What’s for Dinner: No-Fuss Potato Soup

whatsfordinnersmall.gifAnother crock-pot recipe. It’s just so easy to get dinner ready when all you have to do is dump some stuff in the slow cooker and let it simmer all day. This No-Fuss Potato Soup also happens to be the best potato soup recipe I’ve found so far. It really tastes great and is a hearty, filling soup. Wonderful for a cold day. (Yes, it’s still cold here.)

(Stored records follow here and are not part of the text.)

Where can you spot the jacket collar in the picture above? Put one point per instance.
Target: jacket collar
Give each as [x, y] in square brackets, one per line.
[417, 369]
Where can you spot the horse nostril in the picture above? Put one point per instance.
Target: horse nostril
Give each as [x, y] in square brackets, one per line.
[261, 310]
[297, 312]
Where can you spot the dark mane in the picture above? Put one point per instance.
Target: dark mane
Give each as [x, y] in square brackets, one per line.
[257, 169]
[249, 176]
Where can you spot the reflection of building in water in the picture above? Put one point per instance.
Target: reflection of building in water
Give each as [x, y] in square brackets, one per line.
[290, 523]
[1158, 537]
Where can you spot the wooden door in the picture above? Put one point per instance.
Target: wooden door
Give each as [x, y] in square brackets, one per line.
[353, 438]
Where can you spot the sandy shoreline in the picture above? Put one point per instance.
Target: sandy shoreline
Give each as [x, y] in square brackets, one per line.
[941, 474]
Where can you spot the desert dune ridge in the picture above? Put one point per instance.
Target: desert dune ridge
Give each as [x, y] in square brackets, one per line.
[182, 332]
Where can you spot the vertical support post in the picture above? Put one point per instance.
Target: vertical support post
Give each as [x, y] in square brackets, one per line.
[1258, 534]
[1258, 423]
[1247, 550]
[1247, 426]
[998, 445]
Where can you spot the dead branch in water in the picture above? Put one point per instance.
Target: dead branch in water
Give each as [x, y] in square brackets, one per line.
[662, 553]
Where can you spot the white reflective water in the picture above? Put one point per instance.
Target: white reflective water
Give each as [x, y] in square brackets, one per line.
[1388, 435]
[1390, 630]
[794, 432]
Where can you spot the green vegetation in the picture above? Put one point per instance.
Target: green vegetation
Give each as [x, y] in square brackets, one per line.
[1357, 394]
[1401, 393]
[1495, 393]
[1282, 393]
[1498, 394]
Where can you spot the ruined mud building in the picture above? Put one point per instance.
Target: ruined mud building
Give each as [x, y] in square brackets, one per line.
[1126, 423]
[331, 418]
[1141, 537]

No-Fuss Potato Soup Recipe

6 cups peeled diced potatoes

5 cups water

2 cups diced onions

1/2 cup diced celery

1/2 cup chopped carrots

1/4 cup light, soft-tub margarine

4 tsp. sodium-free vegetable bouillon powder

1 tsp. salt

1/4 tsp. pepper

12 oz. can fat-free evaporated milk

3 tbs. chopped parsley

8 oz. low-fat cheddar cheese, shredded

Combine all ingredients except milk, parsley, and cheese in slow cooker. Cover and cook on high 7 to 8 hours or until vegetables are tender. Stir in milk and parsley. Stir in cheese until melted. Heat thoroughly.

So easy. Just a little chopping and you’ve got soup. I used my Pampered Chef Food Chopper to finely chop the celery and onion. My husband eats those veggies only if they are unidentifiable. I skipped the parsley because I am not a big fan. I’m afraid I just used regular evaporated milk, cheese and margarine, because I didn’t have the light, fat-free versions on hand.

 I couldn’t find any vegetable bullion at the store, but I did have a jar of Vegemite in the fridge thanks to my sister-in-law who lives in Australia. So I added about a tsp of that. It’s definitely not sodium-free and it’s pretty potent, so I was afraid to add much. By they way, I don’t believe it actually has any vegetables in it.

After I stirred in the cheese, I tasted the finished product and added about a tbs of salt even though the recipe didn’t call for it. That seemed to really bring out the flavor of the soup.

Either my crock-pot gets way hotter than most or the cooking time was off. The veggies were ready after about five hours. I had to put it on the keep warm setting until we were ready to eat. Next time I think I’ll try cooking it on the low setting.

This made a big batch so there we lots of leftovers. I had it for lunch today, and it’s one of those dishes that tastes even better after a night in the fridge.